The Austrian Ministry of Finance has recently introduced a draft bill on the amendment of certain provisions of the Austrian Investment Funds Act (Investmentfondsgesetz, InvFG). The amendment aims to:
- implement EU Directive 2007/16/EC giving uniform definitions relating to undertakings for collective investment in transferable securities (Ucits)
- take account of the Committee of European Securities Regulators (CESR) guidelines to facilitate cross-border provision of services
- promote competitiveness of Austrian investment funds by aligning the Austrian legal framework with the legal regime of other EEA jurisdictions
Key changes proposed by the draft bill include the following: under the new regime, individuals (as opposed to only legal persons) may invest in a specialised investment fund, provided, however, that the minimum investment per individual is at least 250,000 ($367,000).
Further, the Directive provides uniform definitions specifying the instruments in which a fund may invest, such as closed-ended funds or financial instruments linked to the performance of other instruments.

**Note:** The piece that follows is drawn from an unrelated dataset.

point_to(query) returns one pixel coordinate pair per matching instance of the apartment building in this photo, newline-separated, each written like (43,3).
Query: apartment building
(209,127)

They will be implemented to foster cross-border marketing activities.
As opposed to the current regime under which assets forming part of a fund may not be pledged or otherwise encumbered or provided as security, the draft bill proposes an exemption: it specifically allows fund assets to be pledged or provided as security for purposes of derivatives transactions. This will certainly be welcomed by the industry. Under the present framework people had to argue against the letter of the law to justify why the provision of margin calls for futures transactions (for example) were nonetheless permitted.
In line with the legal regime of other EEA jurisdictions, the draft bill foresees that (i) the investment fund management company shall in the future be obliged to publicly disclose when it suspends and resumes the redemption of units, and that (ii) distributions to unit holders may not only be satisfied with profits generated by the fund but also from the fund's assets (Substanzauschüttung) if the respective fund rules so provide, and if the value of the fund's assets does not fall below 1,150,000 ($1,688,775) as a result of such distributions. It is also envisaged that an investment management company may terminate the management of a fund with immediate effect if the value of a fund's assets reaches 150,000 (as opposed to 370,000, as now).
With respect to the EEA passporting regime for Ucits funds, the draft bill aims to codify regulatory practice. It will ensure that the attestation issued by the competent authorities of the EEA member state in which the investment fund management company has its registered office, confirming that the provisions of Directive 85/611/EEC are complied with, can be submitted in English without a German translation. The provisions on the statutory waiting period shall be revised to state that the two month waiting period (before one may publicly offer units in a Ucits fund to Austrian investors) is a maximum which will be shortened if the respective fund is listed in the Austrian regulator's database of Ucits funds permitted for public offer in Austria.
The consultation period on the draft bill ended on January 4 2008. In the weeks to come, the draft bill will be forwarded to the two chambers of the Austrian Parliament for discussion. If approved, the amendments will enter into force from July 23 2008 onwards.